Ingredients for the Mango Salsa:

*2 Avocados, peeled, pitted and purred with a fork

*2 Mangos, peeled, pitted and diced

*2 tablespoons Purple Onion, diced

*2 tablespoons Cilantro, minced

*1/2 teaspoon of prepared Chili Paste (optional)

*1 teaspoon of Lime Juice

*pinch of Himalayan Salt


Ingredients for the Rice Wrapper Roles:

*12 Rice Wrapper Sheets

*6 large Lettuce leaves, washed and dried

*3 cups Sprouts, rinsed and drained

*1 Red Bell Pepper, de-seeded and cut into thin strips

*1 Cucumber, de-seeded and cut into thin strips

*1 Carrot, peeled into ribbons/curls

*6 Basil leaves, cut into thin ribbons

*6 Mint leaves, cut into thin ribbons

*12 Cilantro sprigs, washed and dried


Directions for the Mango Salsa:

Mix together all ingredients in a mixing bowl with a fork. Set aside to marry flavors while you prepare fresh roll ingredients.

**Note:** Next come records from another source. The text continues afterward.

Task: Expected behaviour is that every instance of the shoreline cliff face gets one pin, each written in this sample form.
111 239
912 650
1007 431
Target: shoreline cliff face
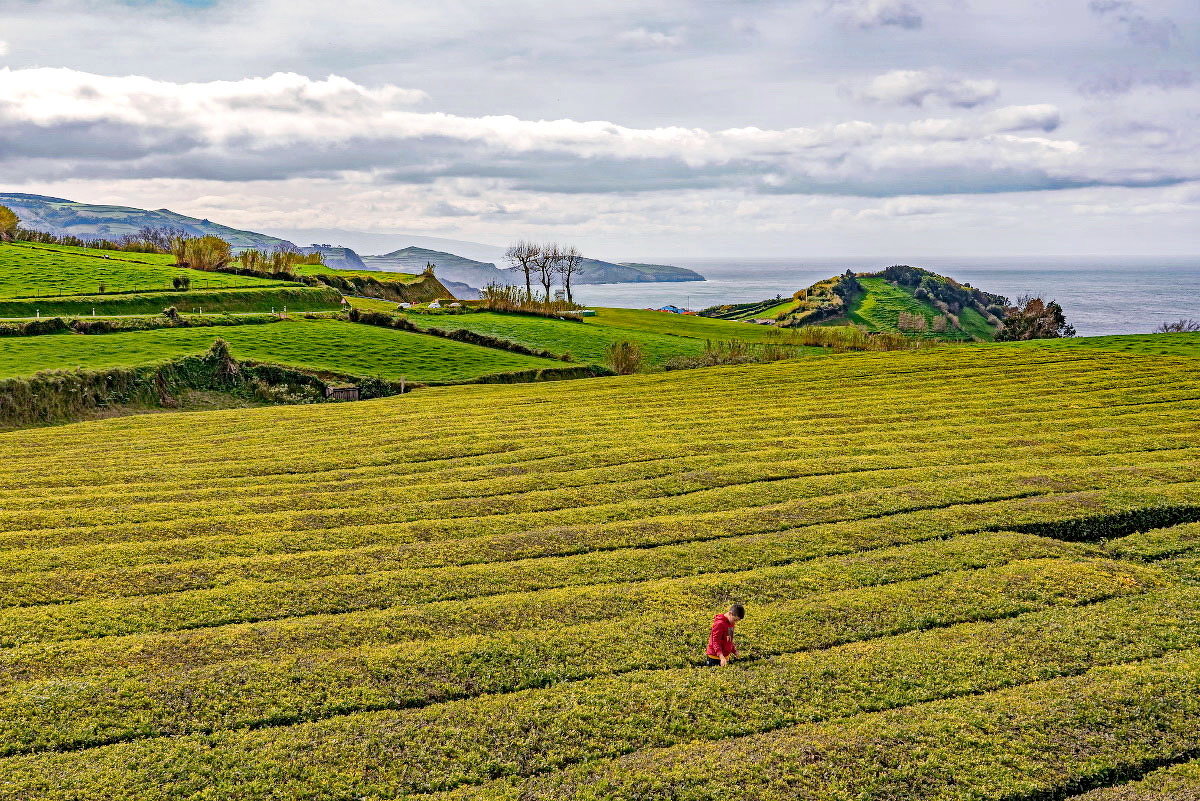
89 221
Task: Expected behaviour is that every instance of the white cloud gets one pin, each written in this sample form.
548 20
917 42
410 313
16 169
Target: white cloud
648 38
61 122
916 86
877 13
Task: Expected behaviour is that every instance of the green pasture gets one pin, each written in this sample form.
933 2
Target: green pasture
969 573
311 344
45 270
660 335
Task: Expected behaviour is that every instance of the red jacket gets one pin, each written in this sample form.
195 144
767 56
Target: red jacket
720 639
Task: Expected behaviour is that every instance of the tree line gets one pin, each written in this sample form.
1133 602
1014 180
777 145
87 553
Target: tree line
547 263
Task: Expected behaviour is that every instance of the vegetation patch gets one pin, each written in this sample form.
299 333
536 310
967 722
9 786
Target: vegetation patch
221 301
959 565
319 344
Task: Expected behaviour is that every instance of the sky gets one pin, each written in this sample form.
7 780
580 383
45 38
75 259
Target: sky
634 130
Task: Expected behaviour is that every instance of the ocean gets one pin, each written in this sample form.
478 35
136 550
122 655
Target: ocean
1098 294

Directions for the Fresh Rolls:

Prepare all of the filling ingredients and separate in bowls or on a platter.

Soften rice wrappers by moistening them in water just until pliable and soft – about 30 seconds

Overlap 2 softened rice wrappers to form one large wrapper on clean cutting board (can be very sticky).

Take a lettuce leaf and split it down the middle and lay the two pieces on top of rice wrapper with pretty edges of lettuce leaf sticking out the sides of the wrapper.

Next place handful of sprouts (about ½ cup) along lettuce leaves. Then top with a few strips of bell peppers and cucumbers, then some carrot curls and fresh herbs.

Top filling in wrapper with 1 tablespoon of mango salsa.

Take edge of wrapper and roll over filling. Leave seam side down and cut in half on an angle.

Serve with Savory Almond Dipping Sauce.


Ingredients and Directions for the Savory Almond Dipping Sauce:

*1 cup of Raw Almond Butter

*1/2 cup of Maple Syrup

*1/2 cup of Organic Tamari

*3 tablespoons of Lemon Juice

*3 tablespoons of Tangerine Juice

*1 tablespoon of Lime Juice

*3-4 tablespoons of Ginger Root, peeled and chopped

*2 tablespoons of Garlic, peeled and chopped

*1/4 cup Pure H2O (if needed to blend smooth)

Combine all of the ingredients in a blender and blend until smooth. Add a small amount of pure H2O if needed to form a thick sauce.